Когда он доходит до баобабов на пляже, он на минуту присаживается на корточки в тени и открывает мешок, чтобы вдохнуть чистый, солоноватый аромат. Джорджи Ютленд. О ней напоминает ему запах, этот чистый запах. Этот запах на его руках в тот день, в те дни, в ту единственную ночь. Даже аромат ее волос после купания – как чистые водоросли, яркий запах на твоих губах. «Что ж, эта – живая», – думает он.

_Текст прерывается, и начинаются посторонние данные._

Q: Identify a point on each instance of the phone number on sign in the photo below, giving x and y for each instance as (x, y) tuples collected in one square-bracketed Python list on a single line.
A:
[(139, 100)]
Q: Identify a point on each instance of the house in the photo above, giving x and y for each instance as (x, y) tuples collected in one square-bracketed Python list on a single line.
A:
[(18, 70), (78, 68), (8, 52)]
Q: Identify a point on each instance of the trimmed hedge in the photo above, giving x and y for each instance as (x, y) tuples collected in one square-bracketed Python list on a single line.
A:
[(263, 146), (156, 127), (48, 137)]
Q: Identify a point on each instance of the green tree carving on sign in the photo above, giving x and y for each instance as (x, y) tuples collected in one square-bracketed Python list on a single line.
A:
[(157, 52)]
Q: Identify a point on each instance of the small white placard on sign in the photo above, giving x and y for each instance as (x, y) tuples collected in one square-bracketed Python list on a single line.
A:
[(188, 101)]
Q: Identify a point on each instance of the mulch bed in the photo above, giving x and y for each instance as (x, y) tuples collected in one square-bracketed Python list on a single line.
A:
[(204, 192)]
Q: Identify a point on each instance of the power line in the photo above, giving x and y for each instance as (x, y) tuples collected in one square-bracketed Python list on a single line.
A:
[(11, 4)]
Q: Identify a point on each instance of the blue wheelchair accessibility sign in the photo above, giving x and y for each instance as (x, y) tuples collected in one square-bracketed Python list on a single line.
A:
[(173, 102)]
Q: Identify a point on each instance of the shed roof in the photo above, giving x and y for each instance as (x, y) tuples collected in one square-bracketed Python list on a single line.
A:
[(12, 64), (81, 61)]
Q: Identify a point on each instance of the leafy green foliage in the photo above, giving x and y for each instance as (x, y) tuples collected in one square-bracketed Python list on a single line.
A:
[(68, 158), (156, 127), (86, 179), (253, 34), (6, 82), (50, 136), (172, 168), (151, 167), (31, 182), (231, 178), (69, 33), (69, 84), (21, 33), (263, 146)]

Он направляется в лагерь – обрывки мыслей теснятся в голове – и натыкается на низкую ветку, которая чуть не выбивает ему глаз. Лежа распростершись на сухом мусоре, он ругает себя за неосторожность. Он поднимается, потрясенный, и споласкивает лицо в мелком прудике на уступе рядом с лагерем. Он больше не будет петь. Никакой больше музыки. Или сойдешь с ума. Ты всегда это знал. С того самого дня, когда ты вернулся на ферму с этим жутким потрескиванием в ушах, ты понял. Несколько недель продолжалось оно, это ощущение наполненности в ушах; это было как свист и жужжание, оставшиеся в голове после рок-концерта, как будто он наполовину оглох после артобстрела. И оно защищало тебя, делало тебя нечувствительным. Но когда оно прошло, ты остался наг. Надо было сделать себя недосягаемым. Сначала – для музыки, а потом и для воспоминаний, потому что музыка жила в них; но и для людей, потому что они могли сказать все, что угодно, сделать все, что угодно, напомнить о чем угодно в любой момент и прикончить тебя, даже не заметив этого.